I absolutely love fried cabbage. My grandmother taught me how to make this recipe, but  sometimes I just leave out the sour cream. lol


----------



## kadesma (May 16, 2010)

Ardiva said:


> I absolutely love fried cabbage. My grandmother taught me how to make this recipe, but  sometimes I just leave out the sour cream. lol


Ardiva, 
grandma's are a special  my grandmother use to make this for my mother and uncle, the kids had hot dogs and grams and gramps would have either pork chops or the hot dogs.  Now I make this for my grand kids and they love it. I leave out the sour cream sometimes too.
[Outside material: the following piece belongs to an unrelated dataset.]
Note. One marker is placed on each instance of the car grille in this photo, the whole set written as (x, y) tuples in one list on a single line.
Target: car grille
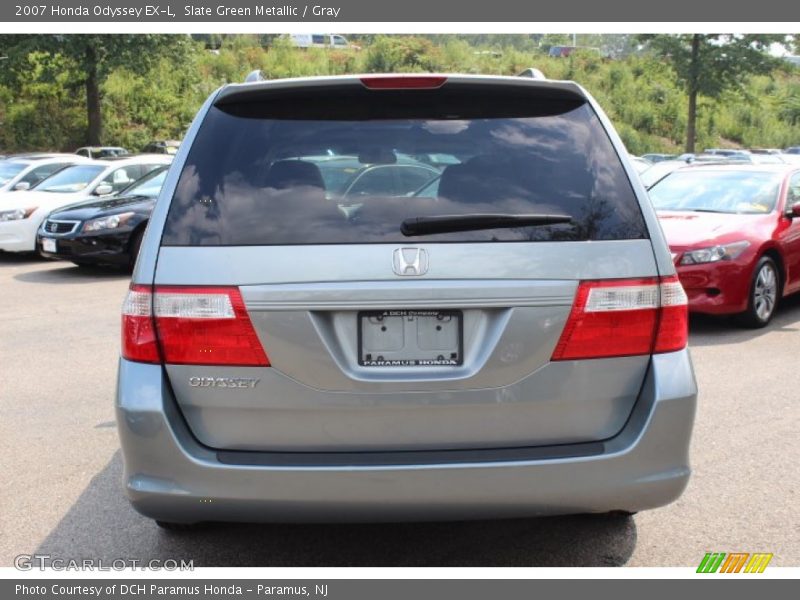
[(60, 227)]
It's still good with a little vinegar mixed in
kadesma


----------



## babetoo (May 16, 2010)

made the cabbage last night, almost burned it, i think the cabbage was to old. i will try again with new cabbage and more attention while it is cooking.


----------



## kadesma (May 16, 2010)

babetoo said:


> made the cabbage last night, almost burned it, i think the cabbage was to old. i will try again with new cabbage and more attention while it is cooking.


I've done that too, not because the cabbage was old  but because I get busy with somethaing else and I end u[ with a mess. Now I make sure to not let the cabbage wilt. If it's left crisp I love it. It's hard to do when you have other things going on. Now dh murders the hot dogs and i watch the cabbage
kades


----------